Obama: Stopping Ebola 'Must Be a Priority for the World'
The president, at a U.N. address Thursday, called on all countries to do more to fight the outbreak.
The world must do more to fight the Ebola outbreak in West Africa, President Obama said Thursday at a United Nations meeting on the crisis.
Governments and aid organizations have woken up to the gravity of the situation in recent weeks, and the international response has quickened. But it's not enough, Obama said.
"We are not moving fast enough. We are not doing enough," he said. "Right now everybody has the best of intentions, but we're not putting in the necessary resources. There's still a significant gap between where we are and where we need to be. We know from experience that the response to an outbreak of this magnitude needs to be both fast and sustained—like a marathon, but we have to run it like a sprint. That's only possible if every nation and every organization does its part. And everyone has to do more."
The outbreak has increased exponentially just in the last month, and the predictions keep getting worse. The U.N. Security Council last week declared the Ebola outbreak a threat to international peace and security, unanimously passing a resolution that urges member states to immediately send supplies, medical personnel, and other assistance. The World Health Organization has estimated it will cost $1 billion to get the outbreak under control.
There have been 5,843 reported cases in Liberia, Sierra Leone, and Guinea thus far, including more than 2,800 deaths, according to the latest estimates from the World Health Organization. The actual totals are expected to be several times higher because many patients are remaining home rather than seeking care at already overwhelmed treatment centers.
WHO now predicts the number of Ebola cases will triple to more than 20,000 by Nov. 2 if control efforts are not accelerated—a total the U.N. agency previously predicted wouldn't be reached until January. The Centers for Disease Control and Prevention said this week that in a worst-case scenario the total could surpass 1.4 million within four months.

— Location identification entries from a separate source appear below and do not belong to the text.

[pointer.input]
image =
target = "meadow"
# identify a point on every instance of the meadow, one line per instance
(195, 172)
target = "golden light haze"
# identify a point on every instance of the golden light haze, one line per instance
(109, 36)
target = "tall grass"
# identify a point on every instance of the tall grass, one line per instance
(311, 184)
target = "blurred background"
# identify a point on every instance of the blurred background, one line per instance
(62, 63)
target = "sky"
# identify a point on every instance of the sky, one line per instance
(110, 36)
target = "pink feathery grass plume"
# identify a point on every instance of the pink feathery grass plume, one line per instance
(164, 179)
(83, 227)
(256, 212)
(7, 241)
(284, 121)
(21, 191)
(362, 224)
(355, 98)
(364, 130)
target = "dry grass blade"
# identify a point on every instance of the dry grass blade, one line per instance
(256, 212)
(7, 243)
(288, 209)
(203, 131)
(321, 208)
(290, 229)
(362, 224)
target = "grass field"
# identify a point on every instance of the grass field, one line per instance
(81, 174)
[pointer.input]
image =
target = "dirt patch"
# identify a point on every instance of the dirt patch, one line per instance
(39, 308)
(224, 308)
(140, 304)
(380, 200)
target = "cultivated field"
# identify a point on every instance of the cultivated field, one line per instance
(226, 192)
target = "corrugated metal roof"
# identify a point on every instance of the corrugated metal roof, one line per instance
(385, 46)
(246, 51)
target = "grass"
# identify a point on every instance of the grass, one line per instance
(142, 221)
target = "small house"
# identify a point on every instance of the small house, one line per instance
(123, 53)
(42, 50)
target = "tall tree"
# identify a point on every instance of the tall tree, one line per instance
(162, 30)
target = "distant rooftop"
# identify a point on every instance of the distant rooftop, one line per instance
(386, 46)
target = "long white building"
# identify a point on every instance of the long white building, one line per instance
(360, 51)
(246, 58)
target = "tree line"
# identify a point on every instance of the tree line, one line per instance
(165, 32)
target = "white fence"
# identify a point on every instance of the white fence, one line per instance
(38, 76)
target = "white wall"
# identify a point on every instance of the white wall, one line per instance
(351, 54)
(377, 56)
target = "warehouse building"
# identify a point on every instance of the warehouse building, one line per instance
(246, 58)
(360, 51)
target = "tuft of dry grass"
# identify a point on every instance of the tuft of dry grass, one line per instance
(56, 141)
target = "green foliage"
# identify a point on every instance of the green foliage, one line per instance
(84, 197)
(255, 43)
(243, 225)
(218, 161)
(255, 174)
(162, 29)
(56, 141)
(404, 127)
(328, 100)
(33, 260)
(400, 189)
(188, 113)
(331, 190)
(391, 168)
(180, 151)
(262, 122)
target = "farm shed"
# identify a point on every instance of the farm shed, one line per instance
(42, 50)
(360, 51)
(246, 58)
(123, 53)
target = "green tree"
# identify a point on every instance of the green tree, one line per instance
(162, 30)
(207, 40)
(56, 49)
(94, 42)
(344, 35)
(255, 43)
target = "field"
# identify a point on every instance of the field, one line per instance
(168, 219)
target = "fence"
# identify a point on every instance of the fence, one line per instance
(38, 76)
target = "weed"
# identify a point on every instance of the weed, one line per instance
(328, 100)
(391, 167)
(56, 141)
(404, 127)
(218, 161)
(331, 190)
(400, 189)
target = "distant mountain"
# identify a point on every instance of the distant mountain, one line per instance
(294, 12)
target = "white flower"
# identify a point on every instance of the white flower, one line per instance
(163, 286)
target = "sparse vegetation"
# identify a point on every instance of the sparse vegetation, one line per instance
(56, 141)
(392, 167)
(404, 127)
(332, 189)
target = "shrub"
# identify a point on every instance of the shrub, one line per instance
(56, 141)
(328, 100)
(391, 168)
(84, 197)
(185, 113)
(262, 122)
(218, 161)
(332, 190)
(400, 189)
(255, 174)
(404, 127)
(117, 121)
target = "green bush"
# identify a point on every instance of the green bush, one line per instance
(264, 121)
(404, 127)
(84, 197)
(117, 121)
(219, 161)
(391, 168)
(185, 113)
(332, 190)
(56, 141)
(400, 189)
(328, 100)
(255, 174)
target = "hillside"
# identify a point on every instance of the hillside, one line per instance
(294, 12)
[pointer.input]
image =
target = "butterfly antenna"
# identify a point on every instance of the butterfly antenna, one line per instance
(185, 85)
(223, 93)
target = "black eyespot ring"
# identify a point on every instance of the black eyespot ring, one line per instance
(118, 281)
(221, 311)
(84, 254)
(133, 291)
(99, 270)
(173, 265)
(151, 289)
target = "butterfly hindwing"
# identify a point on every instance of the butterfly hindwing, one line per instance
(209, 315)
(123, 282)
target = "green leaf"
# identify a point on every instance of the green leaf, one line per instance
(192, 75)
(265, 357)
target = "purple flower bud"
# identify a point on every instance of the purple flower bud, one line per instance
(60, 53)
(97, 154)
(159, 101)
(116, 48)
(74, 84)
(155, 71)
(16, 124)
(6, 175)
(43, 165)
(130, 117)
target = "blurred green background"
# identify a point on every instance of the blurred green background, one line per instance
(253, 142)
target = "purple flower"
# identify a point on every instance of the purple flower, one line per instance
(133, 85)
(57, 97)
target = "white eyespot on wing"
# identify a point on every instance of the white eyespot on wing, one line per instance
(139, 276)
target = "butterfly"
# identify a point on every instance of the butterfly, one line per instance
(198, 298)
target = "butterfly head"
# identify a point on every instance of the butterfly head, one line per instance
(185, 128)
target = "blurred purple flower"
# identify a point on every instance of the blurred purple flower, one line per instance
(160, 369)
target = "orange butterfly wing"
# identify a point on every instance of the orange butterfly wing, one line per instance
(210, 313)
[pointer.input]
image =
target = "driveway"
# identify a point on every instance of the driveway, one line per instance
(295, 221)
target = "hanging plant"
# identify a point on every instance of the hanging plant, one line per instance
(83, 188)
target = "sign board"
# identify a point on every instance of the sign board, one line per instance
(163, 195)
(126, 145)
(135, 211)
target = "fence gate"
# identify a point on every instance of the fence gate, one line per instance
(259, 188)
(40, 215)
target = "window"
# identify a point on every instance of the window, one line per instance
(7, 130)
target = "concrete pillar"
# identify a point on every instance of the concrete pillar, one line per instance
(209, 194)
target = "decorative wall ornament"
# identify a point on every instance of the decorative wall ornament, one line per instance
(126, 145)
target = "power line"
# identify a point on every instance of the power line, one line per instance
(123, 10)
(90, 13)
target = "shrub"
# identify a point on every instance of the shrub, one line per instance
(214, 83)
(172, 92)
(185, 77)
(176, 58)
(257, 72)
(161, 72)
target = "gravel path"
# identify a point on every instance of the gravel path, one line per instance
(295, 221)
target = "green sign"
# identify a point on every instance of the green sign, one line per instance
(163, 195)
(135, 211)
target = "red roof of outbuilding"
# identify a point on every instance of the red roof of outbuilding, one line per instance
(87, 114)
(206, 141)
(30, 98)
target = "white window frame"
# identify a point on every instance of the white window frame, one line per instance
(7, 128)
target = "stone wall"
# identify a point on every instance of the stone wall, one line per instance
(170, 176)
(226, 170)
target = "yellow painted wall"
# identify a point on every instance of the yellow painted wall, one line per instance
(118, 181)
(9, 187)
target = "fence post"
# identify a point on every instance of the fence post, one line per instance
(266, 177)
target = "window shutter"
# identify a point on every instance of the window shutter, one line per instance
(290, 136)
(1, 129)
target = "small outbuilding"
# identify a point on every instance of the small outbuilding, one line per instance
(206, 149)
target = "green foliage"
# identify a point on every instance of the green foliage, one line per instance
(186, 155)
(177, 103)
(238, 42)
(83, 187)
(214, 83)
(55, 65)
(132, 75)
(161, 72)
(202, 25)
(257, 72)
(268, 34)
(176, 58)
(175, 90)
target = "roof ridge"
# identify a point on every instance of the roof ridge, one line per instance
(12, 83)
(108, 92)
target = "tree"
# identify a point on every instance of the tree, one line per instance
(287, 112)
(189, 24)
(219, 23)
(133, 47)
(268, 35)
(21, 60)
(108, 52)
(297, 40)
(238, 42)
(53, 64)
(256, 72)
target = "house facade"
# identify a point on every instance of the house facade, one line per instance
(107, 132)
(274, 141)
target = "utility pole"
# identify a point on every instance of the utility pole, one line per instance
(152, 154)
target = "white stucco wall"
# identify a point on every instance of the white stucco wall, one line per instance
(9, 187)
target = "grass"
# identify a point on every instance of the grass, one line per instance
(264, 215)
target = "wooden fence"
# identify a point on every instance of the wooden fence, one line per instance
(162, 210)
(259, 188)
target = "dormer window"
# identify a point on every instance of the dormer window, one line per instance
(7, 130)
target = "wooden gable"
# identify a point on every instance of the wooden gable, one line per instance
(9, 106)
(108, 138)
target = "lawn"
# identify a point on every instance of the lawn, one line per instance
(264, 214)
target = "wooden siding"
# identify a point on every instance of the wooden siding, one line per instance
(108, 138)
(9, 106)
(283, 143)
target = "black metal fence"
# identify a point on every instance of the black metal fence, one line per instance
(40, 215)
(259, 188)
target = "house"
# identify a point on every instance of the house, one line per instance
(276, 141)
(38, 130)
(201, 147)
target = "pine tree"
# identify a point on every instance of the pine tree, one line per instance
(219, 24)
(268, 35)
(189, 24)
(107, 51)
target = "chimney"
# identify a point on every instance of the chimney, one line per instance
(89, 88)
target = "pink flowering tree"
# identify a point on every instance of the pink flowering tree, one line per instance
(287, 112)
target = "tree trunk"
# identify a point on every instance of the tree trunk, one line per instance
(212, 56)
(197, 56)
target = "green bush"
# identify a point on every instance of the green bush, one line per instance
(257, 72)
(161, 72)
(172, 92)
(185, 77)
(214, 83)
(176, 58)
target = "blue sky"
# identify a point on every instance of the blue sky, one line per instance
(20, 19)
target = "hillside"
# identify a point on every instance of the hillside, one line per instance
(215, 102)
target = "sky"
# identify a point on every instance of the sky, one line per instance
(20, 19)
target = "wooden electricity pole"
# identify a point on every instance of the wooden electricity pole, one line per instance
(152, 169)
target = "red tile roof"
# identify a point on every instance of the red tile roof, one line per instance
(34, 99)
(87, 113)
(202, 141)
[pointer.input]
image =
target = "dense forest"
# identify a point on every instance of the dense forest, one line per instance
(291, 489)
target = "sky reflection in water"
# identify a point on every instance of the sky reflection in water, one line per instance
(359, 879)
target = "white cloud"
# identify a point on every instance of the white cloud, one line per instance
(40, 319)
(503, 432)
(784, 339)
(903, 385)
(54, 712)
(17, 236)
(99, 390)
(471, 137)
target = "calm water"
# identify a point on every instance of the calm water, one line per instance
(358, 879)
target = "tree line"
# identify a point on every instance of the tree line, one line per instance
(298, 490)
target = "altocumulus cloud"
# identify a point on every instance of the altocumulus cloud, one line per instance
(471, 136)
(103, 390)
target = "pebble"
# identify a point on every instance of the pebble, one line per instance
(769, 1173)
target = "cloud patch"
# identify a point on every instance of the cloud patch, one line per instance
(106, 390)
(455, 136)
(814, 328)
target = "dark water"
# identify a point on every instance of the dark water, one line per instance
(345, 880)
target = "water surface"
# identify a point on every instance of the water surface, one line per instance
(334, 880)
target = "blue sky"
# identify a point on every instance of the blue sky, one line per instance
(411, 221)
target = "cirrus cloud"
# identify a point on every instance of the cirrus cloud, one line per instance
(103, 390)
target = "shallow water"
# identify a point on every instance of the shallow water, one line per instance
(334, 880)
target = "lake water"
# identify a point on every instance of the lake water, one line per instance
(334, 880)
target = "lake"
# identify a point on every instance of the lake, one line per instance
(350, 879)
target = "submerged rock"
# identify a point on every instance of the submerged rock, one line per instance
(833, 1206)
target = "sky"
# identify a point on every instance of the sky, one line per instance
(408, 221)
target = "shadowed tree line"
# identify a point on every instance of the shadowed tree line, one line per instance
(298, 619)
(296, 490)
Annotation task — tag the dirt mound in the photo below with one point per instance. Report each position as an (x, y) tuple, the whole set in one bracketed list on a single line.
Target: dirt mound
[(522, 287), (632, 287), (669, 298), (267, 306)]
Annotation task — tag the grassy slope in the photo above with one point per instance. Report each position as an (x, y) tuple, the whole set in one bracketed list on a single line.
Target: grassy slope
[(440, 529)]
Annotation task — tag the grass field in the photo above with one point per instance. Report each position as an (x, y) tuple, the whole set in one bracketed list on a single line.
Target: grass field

Obama announced a new U.S. response to the outbreak last week, involving a six month investment of $750 million, and the deployment of 3,000 military personnel to help with relief efforts on the ground.
That effort has already begun, he announced Thursday. Obama said the U.S. commander is on the ground in Liberia, and teams are working to set up an air bridge with Senegal, to move supplies and aid workers into the region. Work is also under way to set up a field hospital and a training facility to train health workers from around the world; build new treatment centers across Liberia, Sierra Leone, and Guinea; and distribute hundreds of thousands of information kits and supplies to families.
Obama made clear that addressing the Ebola outbreak is a top priority for the U.S., but other countries, international organizations, foundations, businesses, and citizens must do more, he said, and they need do it fast.
"[The U.S.] can't do this alone," he said. "Do not stand by thinking that somehow because of what we've done, it's somehow taken care of. It's not."
"If this epidemic is not stopped, this disease could cause a humanitarian catastrophe across the region," Obama continued. "In an era when regional crises can quickly become global threats, stopping Ebola is in the interests of the entire world."